The first benefit of green tea is that it is optimally brewed with slightly cooler water (around 75 degrees, instead of 100 degrees for black tea), which means both that the kettle reaches the desired temperature quicker and that the tea cools to a drinkable temperature quicker. Allied to this is the fact that green tea often requires only a relatively short brewing time (say around 2 minutes, instead of 3 or 4 for black). All that adds up to a beverage that is ready to drink somewhat sooner than black tea – very handy when time is limited.
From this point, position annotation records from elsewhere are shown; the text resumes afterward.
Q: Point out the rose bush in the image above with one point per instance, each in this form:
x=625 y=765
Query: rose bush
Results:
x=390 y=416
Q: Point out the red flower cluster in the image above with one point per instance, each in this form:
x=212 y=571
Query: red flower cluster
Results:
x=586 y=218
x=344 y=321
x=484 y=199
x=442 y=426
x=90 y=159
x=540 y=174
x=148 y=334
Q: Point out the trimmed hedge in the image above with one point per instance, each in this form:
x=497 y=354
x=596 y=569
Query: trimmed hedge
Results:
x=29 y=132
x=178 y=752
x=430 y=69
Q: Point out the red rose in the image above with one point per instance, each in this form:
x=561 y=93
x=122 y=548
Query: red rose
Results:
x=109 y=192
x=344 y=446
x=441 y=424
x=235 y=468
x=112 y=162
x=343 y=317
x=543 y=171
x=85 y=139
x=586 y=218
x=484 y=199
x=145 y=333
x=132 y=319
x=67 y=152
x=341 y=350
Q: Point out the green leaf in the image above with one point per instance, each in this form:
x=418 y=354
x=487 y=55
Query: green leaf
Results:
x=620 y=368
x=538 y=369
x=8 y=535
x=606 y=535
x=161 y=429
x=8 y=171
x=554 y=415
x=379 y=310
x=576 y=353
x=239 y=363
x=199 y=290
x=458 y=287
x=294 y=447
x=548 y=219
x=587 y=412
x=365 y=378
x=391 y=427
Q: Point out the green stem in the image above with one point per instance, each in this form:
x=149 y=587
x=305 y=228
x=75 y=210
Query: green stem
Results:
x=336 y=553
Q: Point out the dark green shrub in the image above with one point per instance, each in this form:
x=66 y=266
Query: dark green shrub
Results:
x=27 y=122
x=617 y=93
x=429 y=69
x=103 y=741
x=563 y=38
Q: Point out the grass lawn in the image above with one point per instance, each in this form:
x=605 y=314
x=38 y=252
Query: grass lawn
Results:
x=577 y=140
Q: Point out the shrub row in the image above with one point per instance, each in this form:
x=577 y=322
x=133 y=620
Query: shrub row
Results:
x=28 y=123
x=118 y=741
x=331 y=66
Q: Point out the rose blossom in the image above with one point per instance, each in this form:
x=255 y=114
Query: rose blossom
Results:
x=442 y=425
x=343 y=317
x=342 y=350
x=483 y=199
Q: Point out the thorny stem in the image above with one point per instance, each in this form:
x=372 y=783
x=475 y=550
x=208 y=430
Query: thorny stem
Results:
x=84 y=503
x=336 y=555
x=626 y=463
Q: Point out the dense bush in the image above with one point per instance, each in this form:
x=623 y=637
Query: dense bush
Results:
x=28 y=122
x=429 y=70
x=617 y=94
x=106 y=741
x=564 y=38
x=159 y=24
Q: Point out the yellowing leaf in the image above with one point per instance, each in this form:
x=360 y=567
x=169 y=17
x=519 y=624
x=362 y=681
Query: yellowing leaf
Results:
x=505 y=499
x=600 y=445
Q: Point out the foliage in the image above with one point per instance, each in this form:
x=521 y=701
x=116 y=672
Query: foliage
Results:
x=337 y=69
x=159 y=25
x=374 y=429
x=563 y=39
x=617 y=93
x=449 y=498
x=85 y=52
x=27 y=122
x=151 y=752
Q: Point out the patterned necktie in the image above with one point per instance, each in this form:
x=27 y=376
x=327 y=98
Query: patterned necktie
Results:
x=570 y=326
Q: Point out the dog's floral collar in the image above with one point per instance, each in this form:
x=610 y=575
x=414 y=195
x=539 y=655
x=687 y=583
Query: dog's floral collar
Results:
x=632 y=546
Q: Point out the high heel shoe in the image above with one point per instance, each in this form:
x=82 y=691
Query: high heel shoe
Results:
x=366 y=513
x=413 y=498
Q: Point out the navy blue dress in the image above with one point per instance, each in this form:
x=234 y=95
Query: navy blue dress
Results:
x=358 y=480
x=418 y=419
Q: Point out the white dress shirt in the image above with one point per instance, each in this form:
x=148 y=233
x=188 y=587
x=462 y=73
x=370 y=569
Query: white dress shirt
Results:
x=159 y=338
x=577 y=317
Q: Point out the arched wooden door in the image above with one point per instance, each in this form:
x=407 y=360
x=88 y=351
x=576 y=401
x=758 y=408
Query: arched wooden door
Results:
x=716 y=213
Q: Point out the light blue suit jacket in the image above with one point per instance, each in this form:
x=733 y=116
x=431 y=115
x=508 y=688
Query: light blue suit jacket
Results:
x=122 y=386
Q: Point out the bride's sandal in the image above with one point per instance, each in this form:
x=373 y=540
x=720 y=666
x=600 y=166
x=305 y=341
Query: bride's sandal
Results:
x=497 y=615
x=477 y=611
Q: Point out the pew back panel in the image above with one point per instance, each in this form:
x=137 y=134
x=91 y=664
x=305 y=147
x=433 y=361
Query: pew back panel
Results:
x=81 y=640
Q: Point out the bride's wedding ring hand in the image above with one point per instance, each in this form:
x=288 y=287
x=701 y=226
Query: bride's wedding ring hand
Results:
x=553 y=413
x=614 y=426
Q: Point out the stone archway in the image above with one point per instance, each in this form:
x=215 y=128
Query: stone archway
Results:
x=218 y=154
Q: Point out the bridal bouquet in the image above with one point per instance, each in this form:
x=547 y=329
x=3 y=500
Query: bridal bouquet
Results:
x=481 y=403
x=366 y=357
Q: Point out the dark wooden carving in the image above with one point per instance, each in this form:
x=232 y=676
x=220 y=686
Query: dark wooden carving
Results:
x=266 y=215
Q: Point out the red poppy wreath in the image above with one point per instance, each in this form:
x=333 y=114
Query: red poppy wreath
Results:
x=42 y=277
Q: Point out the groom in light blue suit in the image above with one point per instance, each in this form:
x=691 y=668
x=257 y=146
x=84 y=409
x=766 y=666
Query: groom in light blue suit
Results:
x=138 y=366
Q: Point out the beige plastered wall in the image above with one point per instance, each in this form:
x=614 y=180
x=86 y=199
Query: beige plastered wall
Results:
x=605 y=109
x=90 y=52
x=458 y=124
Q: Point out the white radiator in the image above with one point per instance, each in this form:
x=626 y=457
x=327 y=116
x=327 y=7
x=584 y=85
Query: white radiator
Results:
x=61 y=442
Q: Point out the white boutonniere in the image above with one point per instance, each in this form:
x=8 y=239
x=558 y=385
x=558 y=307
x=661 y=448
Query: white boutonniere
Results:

The second benefit is that green tea leaves can usually be successfully brewed at least two or three times, and often in fact they reach their best on the second or third brew. This contrasts with black tea leaves, which are generally best the first time round. Hence, if you do run out of time and have to abandon half of your first cup, you can reuse the leaves later on when you have a bit more time to spare. This is obviously less wasteful than having to chuck them away. The cold tea left over from the first cup can be used to good effect for watering houseplants, and I’m not sure that it makes too much difference for this whether green or black tea is used.

Anyway, I’ve just finished my second cup of green tea (and I’m sure my spider plant enjoyed the latter half of the first cup I brewed before I went sailing), so it’s time to draw this musing to a close.